Le politologue Dominique Moïsi explique la flambée de violences à Jérusalem
La tension continue de monter en Israël et à Gaza. Mardi, le Premier ministre israélien, Benyamin Nétanyahou, a déclaré que l’armée allait «intensifier» ses attaques contre le Hamas après la mort de deux Israéliennes tuées par des roquettes tirées depuis la bande de Gaza. Alors que les heurts à Jérusalem ont fait environ 500 blessés depuis lundi, au moins 28 personnes, dont des enfants, ont été tuées à Gaza. Dominique Moïsi, politologue à l’Institut Montaigne et spécialiste d’Israël, revient sur les origines de ce nouvel embrasement.

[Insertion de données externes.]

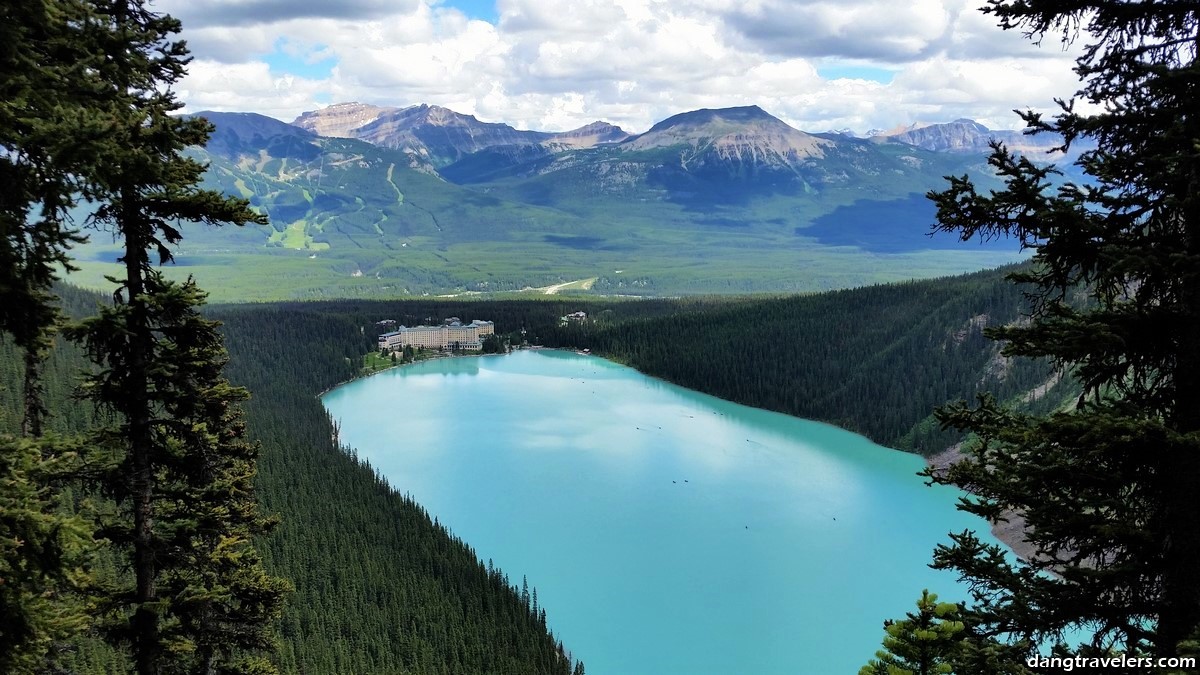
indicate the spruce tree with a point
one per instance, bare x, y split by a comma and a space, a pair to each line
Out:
1107, 489
927, 643
179, 472
45, 130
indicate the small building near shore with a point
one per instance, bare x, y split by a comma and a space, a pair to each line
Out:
454, 334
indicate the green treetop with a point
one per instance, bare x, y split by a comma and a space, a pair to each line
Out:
1107, 489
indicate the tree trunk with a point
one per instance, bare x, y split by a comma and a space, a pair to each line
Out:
144, 622
35, 406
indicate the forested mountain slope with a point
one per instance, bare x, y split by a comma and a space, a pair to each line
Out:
379, 585
875, 360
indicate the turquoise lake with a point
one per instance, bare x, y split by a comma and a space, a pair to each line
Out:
664, 530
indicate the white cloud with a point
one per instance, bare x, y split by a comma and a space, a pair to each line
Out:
558, 64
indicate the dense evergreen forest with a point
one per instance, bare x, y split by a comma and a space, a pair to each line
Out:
876, 360
379, 585
382, 586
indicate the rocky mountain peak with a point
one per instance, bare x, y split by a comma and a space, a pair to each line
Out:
745, 133
340, 120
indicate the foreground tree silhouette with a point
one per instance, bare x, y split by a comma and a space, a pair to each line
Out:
1107, 489
925, 643
178, 469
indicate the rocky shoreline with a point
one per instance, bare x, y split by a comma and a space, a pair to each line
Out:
1009, 531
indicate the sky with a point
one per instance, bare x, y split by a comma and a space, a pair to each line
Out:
553, 65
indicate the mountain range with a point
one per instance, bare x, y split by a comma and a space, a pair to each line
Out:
370, 201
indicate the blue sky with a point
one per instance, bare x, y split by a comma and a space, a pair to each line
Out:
559, 64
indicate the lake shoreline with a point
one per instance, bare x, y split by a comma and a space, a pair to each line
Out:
1009, 531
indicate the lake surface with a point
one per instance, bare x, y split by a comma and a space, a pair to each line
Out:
665, 531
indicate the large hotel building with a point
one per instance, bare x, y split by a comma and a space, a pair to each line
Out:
453, 334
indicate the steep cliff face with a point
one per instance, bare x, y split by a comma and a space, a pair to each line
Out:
340, 120
441, 135
587, 136
969, 136
731, 142
742, 135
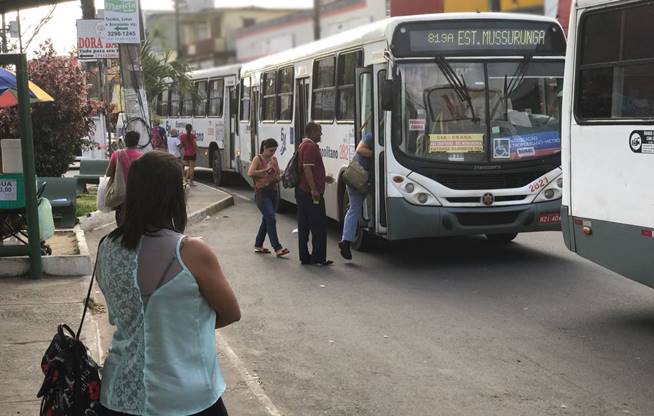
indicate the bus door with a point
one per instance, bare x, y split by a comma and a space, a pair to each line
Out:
301, 108
364, 124
254, 122
230, 126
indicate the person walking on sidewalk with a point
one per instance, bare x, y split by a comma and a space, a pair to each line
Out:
311, 215
265, 172
166, 294
126, 157
364, 155
189, 141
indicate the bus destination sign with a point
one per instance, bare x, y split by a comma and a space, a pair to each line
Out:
480, 37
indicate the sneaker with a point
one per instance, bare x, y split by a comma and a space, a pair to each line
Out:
345, 249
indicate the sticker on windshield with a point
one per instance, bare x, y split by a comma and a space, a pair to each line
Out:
642, 141
417, 124
456, 143
501, 148
532, 145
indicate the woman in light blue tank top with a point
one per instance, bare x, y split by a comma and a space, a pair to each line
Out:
166, 294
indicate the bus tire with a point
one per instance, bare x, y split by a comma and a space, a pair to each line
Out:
216, 167
501, 238
362, 238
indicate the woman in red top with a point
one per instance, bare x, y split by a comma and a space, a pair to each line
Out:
190, 144
126, 157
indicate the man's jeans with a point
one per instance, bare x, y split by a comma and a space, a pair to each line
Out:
353, 214
266, 202
311, 218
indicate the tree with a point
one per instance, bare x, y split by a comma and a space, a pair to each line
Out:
59, 127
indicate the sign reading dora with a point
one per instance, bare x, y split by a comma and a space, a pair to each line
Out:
479, 37
122, 21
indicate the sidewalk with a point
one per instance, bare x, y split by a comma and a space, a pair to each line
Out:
31, 310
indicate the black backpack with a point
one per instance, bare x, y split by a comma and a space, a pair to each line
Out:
291, 176
71, 386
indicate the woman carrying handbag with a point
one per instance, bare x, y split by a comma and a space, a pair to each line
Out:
266, 174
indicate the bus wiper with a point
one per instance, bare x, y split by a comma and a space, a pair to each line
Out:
459, 85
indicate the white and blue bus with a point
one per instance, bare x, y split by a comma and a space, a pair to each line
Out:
464, 109
213, 114
608, 136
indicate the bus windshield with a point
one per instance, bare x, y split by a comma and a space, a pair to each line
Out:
481, 111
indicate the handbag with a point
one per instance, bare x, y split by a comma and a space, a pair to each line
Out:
117, 188
356, 176
71, 385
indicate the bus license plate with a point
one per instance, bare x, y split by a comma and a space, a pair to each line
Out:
550, 218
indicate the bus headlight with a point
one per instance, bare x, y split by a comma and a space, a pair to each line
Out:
551, 192
413, 192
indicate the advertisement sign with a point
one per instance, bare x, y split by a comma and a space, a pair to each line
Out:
91, 45
456, 143
122, 21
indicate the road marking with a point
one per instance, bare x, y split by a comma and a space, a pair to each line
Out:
250, 381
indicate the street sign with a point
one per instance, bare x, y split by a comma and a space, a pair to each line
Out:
91, 44
122, 21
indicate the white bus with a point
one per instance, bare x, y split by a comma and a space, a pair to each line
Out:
464, 109
213, 114
608, 136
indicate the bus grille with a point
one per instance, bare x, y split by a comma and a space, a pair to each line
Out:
488, 180
487, 218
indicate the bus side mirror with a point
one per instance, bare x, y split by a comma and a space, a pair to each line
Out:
387, 95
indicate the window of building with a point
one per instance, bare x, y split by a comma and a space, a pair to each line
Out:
201, 99
285, 96
175, 103
216, 93
323, 103
269, 96
615, 75
347, 65
245, 99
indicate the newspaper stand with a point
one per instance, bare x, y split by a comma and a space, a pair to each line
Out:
25, 184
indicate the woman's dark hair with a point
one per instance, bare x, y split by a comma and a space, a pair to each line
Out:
155, 198
132, 138
267, 144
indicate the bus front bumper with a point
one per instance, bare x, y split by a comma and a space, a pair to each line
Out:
406, 220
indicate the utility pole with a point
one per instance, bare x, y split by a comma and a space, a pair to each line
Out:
316, 19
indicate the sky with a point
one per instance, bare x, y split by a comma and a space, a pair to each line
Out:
61, 28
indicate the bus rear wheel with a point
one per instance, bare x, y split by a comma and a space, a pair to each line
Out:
501, 238
216, 167
362, 238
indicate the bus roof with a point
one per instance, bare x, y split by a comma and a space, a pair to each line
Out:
216, 72
381, 30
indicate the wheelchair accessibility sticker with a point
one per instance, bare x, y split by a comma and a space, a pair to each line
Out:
642, 141
8, 189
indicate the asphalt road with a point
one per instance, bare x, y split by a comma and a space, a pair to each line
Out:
436, 327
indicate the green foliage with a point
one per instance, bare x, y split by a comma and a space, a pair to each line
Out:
159, 71
59, 127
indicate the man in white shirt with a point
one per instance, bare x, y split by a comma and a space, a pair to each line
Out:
174, 143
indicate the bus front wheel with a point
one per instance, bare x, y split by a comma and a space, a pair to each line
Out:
216, 167
501, 238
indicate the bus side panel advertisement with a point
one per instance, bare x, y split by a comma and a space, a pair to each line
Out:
522, 146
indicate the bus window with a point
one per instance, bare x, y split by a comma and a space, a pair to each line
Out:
285, 96
324, 90
175, 104
347, 64
615, 77
269, 96
245, 99
216, 93
201, 100
163, 106
187, 104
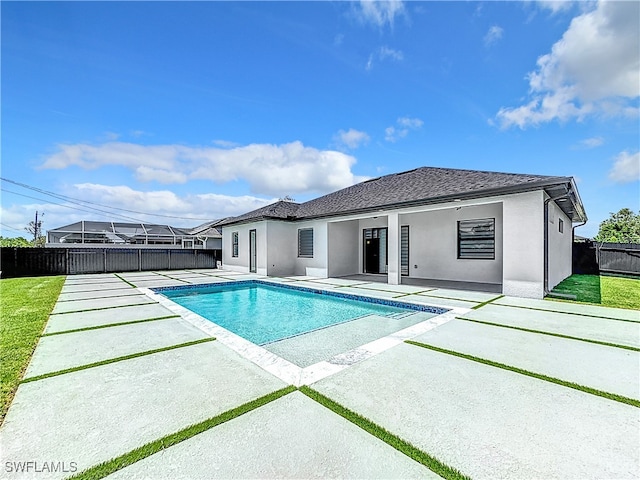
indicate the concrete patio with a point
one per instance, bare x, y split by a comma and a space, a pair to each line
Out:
483, 420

Pourquoi y a-t-il une hausse des tensions à Jérusalem ?
Il y a au départ l’expulsion par des familles juives de familles palestiniennes de leur maison dans le quartier Est de Jérusalem. Selon la loi israélienne, si des juifs peuvent prouver que leur famille vivait à Jérusalem-Est avant la guerre de 1948, ils ont accès aux propriétés. Mais ce droit au retour est valable uniquement pour les Israéliens, ce qui crée beaucoup de tensions. Par ailleurs, Israël n’arrive pas à se constituer un gouvernement, ce qui est source d’instabilité politique, tandis que l’Autorité palestinienne est absente.
En quoi ce conflit est-il particulier ?
Nous sommes passés d’un conflit national, lors des première et deuxième intifadas avec la volonté d’un Etat palestinien, à un conflit avec une dimension plus religieuse. Aujourd’hui, c’est davantage les musulmans et les Arabes contre les juifs que les Palestiniens contre les Israéliens. Cette évolution est plus préoccupante.
Le changement de politique américaine, avec un Joe Biden moins complaisant envers Israël, peut-il également expliquer les tensions ?
Je ne suis pas certain, car on voit bien que l’administration Biden est très prudente sur le sujet. Elle vient de bloquer une résolution au Conseil de sécurité de l’ONU qui aurait condamné Israël.
Comment la situation risque-t-elle d’évoluer ?
Toute la question est de savoir si nous sommes à la veille de la troisième intifada, ou si les souvenirs laissés par la seconde sont tellement négatifs que, le sang ayant trop coulé hier, on évitera de le faire couler demain. Le rapport des forces est-il devenu trop inégalitaire ? En tout cas, la problématique palestinienne n’a pas disparu, et il est difficile de savoir vers quelle solution les deux camps trancheront. Nous sommes sur une ligne de crête imprévisible.